Jake was too smart to believe the rumours about Scaderstone Pit, but now he’s in more danger than he could ever have imagined. In 1939, as World War II looms, the lives of two men will be changed forever. Over 5,000 years ago, a hermit will keep the stone a secret. But someone is watching him – someone with murder in his heart.
What will you see when you look into The Darkeningstone? If you dare.
Thanks for taking the time. Mikey C”
Simple. He listens to my podcasts (always a plus if you actually, you know, are aware of the person other than asking them for a review).
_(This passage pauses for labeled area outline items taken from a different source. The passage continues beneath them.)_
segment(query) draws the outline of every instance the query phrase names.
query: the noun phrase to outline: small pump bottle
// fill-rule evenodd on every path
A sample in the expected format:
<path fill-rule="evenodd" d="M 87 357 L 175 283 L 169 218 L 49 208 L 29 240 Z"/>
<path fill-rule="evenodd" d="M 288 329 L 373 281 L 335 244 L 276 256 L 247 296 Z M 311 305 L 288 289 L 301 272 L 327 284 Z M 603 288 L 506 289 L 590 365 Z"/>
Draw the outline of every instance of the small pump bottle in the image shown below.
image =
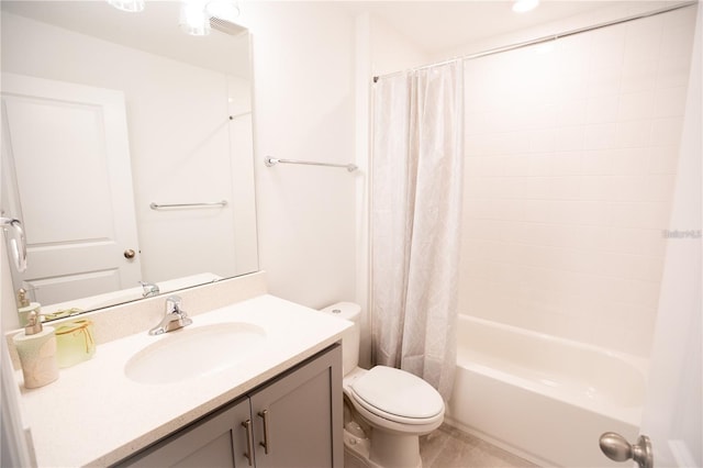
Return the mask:
<path fill-rule="evenodd" d="M 22 364 L 25 388 L 43 387 L 58 379 L 54 327 L 42 326 L 36 312 L 29 313 L 27 325 L 12 341 Z"/>
<path fill-rule="evenodd" d="M 20 326 L 26 326 L 30 312 L 36 312 L 38 315 L 41 312 L 41 304 L 38 302 L 30 302 L 26 297 L 26 290 L 20 288 L 18 290 L 18 312 L 20 313 Z"/>

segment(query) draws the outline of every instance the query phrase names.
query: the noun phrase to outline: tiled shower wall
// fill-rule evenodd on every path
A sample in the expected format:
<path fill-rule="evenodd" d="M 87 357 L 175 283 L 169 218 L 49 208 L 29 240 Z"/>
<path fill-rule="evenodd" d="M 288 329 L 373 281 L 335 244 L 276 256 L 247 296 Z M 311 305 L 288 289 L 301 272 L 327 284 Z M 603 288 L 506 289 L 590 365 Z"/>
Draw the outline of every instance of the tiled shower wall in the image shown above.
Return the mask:
<path fill-rule="evenodd" d="M 694 26 L 466 62 L 460 313 L 649 355 Z"/>

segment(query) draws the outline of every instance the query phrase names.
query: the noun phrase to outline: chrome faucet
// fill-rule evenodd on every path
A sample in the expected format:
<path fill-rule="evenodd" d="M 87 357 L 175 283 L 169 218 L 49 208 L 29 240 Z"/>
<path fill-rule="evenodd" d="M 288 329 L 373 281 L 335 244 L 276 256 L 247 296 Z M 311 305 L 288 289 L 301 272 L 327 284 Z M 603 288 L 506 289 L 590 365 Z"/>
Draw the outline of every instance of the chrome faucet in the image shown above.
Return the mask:
<path fill-rule="evenodd" d="M 193 323 L 186 311 L 180 308 L 180 304 L 181 299 L 179 296 L 169 296 L 166 299 L 166 315 L 158 325 L 149 330 L 149 335 L 160 335 L 161 333 L 172 332 L 174 330 L 182 328 Z"/>
<path fill-rule="evenodd" d="M 156 286 L 153 282 L 145 282 L 145 281 L 140 281 L 140 285 L 142 285 L 142 288 L 144 288 L 144 292 L 142 293 L 143 298 L 150 298 L 152 296 L 158 296 L 159 289 L 158 286 Z"/>

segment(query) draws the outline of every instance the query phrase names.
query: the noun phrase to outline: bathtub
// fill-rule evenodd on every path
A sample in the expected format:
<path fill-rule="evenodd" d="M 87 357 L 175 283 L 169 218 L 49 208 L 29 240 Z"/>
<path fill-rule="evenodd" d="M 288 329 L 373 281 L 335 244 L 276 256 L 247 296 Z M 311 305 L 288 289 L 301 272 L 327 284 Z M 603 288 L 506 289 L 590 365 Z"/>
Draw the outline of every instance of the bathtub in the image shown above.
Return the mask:
<path fill-rule="evenodd" d="M 607 431 L 636 441 L 645 359 L 459 315 L 448 424 L 540 466 L 623 467 Z"/>

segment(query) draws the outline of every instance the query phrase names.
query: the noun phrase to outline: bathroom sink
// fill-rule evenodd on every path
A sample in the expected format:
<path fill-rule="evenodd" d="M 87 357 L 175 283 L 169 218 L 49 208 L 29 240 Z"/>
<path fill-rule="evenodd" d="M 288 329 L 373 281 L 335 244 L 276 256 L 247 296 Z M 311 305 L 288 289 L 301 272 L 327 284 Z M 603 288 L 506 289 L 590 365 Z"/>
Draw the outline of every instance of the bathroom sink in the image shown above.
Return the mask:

He’s got a simple summary of the book’s premise without overloading me with details.
“SUBJECT: Forsake Lands, Book 1: Tragedy
Well, you’ve scared me alright, but not quite to the point that I’m backing away slowly. I’m sending along a synopsis of a book I very recently self-published through Amazon.
Since you’re clearly a busy individual, I’ll just cut to the meat of it – Teveres and Aiasjia could not be more dissimilar.
Raised in poverty at the merciless hand of her mother, Aia is a powerful healer disgraced by her profession and outcast from her home city of Nivenea. Teveres is the privileged son of Ilvan’s High Priest whose startling ability to kill with only his mind leads to the brutal murder of his entire family.
Though they do not know it, Aia and Teveres are linked by their strange abilities – they represent a once-revered minority of the population known as the Deldri, individuals gifted by the gods with extraordinary power. It was thought that the Deldri lived on only in legend… until now.
When the leaders of Elseth’s Lands disappear and Aia and Teveres are captured by the warring Kaldari people, they are thrust into a whirlwind of politics, religion and subterfuge which has been quietly destroying their homeland since before they were born. Together with a peculiar young baron and a renegade Kaldari mercenary, they must grow beyond their weaknesses to discover their roles in the fate of nations.
I appreciate the consideration!
See that? He actually READ THE TERMS OF SUBMITTING FOR A BOOK REVIEW. I love that. I like this guy. Brief, to the point, and a nice little summary of his book—which is also intriguing. Boom! You’ve been promoted.
So if you’re out there trying to get reviews on your book, make sure you approach it the right way. Contact people in a respectful, polite manner, and respect their time enough not to drop a book in their laps—you can do that AFTER they’ve said they want to review yours.